Connecting to nature is something I try to do every day, it has an amazing way of balancing everything, calming your thoughts and processing your emotions. Whilst it would be great to be by the sea or walking rolling hills, many of us don’t have that luxury every day. But I’m sure you can find a green space, park or country park near you – they are pretty much anywhere! I live in urban Birmingham and I’m never too far away from trees and grass, it can be done. Use this as an opportunity to discover new spaces, explore your town or city and create a new healing ritual. Walking in my local park and even to work has been vital to my healing and has become a habit that I’m addicted to, I believe being close to nature allows us to connect with the energy and vitality of the source of all life. Walking is my go-to stress reliever, there are so many benefits and studies that detail these but the effects of walking as a mood improver are proven, better still its a free and safe activity for most people to do.

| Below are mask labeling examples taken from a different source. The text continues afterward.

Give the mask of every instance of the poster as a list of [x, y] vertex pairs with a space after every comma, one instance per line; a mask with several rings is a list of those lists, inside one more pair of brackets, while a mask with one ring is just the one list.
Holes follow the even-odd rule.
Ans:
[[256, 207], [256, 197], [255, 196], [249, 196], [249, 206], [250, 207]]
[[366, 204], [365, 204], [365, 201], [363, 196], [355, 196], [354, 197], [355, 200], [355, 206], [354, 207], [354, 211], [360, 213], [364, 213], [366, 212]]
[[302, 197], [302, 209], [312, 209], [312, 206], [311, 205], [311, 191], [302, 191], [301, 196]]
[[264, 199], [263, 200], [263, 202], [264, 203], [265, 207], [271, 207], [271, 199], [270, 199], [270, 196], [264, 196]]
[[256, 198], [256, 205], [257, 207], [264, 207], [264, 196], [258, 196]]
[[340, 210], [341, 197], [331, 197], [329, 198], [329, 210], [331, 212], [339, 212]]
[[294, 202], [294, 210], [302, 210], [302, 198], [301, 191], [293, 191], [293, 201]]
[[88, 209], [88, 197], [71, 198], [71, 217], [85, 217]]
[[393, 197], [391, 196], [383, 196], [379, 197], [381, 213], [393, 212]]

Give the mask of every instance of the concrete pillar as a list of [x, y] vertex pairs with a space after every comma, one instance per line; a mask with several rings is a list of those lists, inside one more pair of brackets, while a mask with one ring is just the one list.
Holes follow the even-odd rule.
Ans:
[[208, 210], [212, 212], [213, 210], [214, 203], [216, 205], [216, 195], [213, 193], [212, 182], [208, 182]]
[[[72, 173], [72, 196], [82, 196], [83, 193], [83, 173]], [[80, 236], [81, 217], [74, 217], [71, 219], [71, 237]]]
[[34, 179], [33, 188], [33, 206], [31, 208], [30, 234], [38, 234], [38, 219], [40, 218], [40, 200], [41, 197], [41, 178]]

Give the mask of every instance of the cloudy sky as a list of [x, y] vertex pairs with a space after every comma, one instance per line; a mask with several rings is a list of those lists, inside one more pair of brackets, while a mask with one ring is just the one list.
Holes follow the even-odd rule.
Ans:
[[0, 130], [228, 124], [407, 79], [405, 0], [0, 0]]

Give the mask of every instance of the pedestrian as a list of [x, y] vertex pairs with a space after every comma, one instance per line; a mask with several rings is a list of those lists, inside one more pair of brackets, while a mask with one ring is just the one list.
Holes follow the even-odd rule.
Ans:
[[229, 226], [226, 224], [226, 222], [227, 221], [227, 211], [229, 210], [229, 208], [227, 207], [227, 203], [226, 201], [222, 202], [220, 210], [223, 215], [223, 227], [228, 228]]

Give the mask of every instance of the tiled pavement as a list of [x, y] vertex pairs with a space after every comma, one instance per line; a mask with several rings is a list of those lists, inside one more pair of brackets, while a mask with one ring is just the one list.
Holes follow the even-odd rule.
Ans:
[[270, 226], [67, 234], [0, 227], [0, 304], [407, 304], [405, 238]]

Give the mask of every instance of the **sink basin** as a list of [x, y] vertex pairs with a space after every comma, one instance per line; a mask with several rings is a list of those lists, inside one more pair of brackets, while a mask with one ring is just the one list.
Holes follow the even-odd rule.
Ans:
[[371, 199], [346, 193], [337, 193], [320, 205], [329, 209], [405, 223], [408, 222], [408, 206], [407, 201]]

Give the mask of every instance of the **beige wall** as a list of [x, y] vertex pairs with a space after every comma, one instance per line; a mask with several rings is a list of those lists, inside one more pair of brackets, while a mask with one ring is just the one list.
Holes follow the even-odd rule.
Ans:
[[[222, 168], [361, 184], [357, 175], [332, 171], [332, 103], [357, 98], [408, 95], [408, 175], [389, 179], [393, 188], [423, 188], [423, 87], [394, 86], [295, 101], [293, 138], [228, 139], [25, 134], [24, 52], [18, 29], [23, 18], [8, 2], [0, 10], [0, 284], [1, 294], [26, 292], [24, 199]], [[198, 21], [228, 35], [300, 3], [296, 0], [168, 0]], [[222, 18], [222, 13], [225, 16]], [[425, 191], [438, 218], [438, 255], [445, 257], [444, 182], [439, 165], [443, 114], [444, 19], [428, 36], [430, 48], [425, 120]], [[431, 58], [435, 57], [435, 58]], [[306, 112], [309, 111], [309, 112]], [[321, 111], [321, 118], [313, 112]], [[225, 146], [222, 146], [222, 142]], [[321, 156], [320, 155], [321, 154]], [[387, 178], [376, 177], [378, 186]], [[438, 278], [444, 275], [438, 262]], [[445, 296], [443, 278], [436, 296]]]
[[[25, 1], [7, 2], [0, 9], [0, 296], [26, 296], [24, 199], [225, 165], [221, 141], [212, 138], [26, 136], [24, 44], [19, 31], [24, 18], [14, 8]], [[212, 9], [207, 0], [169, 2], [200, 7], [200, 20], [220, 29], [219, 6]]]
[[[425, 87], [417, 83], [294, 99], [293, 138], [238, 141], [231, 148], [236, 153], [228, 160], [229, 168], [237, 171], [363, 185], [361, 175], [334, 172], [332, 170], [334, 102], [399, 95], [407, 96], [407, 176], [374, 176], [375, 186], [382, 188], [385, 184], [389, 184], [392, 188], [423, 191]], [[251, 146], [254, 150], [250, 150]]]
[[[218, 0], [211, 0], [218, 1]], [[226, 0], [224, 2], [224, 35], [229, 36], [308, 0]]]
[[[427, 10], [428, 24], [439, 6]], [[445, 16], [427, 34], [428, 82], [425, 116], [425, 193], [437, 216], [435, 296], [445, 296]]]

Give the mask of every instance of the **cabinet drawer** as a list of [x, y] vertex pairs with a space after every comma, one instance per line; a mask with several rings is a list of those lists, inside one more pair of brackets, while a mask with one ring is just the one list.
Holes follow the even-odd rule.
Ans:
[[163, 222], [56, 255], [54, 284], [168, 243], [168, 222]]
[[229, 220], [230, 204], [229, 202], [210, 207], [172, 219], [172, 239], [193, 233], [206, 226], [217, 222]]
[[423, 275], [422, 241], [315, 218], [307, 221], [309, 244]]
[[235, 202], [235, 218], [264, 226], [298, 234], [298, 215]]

When you’re feeling low, go out for a walk – soak up the sunshine, listen to the bird song and breathe in the fresh air – afterwards you may have a different perspective and at the very least I guarantee you will feel better.
- Be kind to yourself
I know when I was initially heartbroken I spent hours that turned into days beating myself up, entertaining endless ‘what if’ scenarios and just directing negativity towards myself. My confidence was in shreds and my self-esteem shattered, I felt like this for a while until one day I realised I would never talk to a friend or even a stranger in the way I talk to myself. I decided to write a list about all the great attributes I had and better still when someone paid me a compliment, I graciously accepted the positivity rather than fight it. I want you to know that you are beautiful and talented, smart and brave and above all strong. You possess all these amazing attributes and a whole lot more, you’re only just beginning to discover what these are.
You’re going to get through this, it’s going to be tough and challenging at times but it’s a process that’s necessary for you to grow. The caterpillar endured some pain in order to metamorphosis into a butterfly, this is exactly what you’re going through now, with the very reality you’ll be flying into a beautiful new life.
So every time you think something negative about yourself, I want you to be your best friend and say something positive, be kind, be gentle and tell yourself that your fricking awesome because you are.
So to wrap up, my heartbreak SOS is Eat, Move and Be kind. This time is about you, putting yourself first and looking after yourself. These 3 important habits are going to help you create your new future, I didn’t stop these things once I’d healed, I still do them every day – without fail. You wanna know why? Because I’m worth it, and you are too!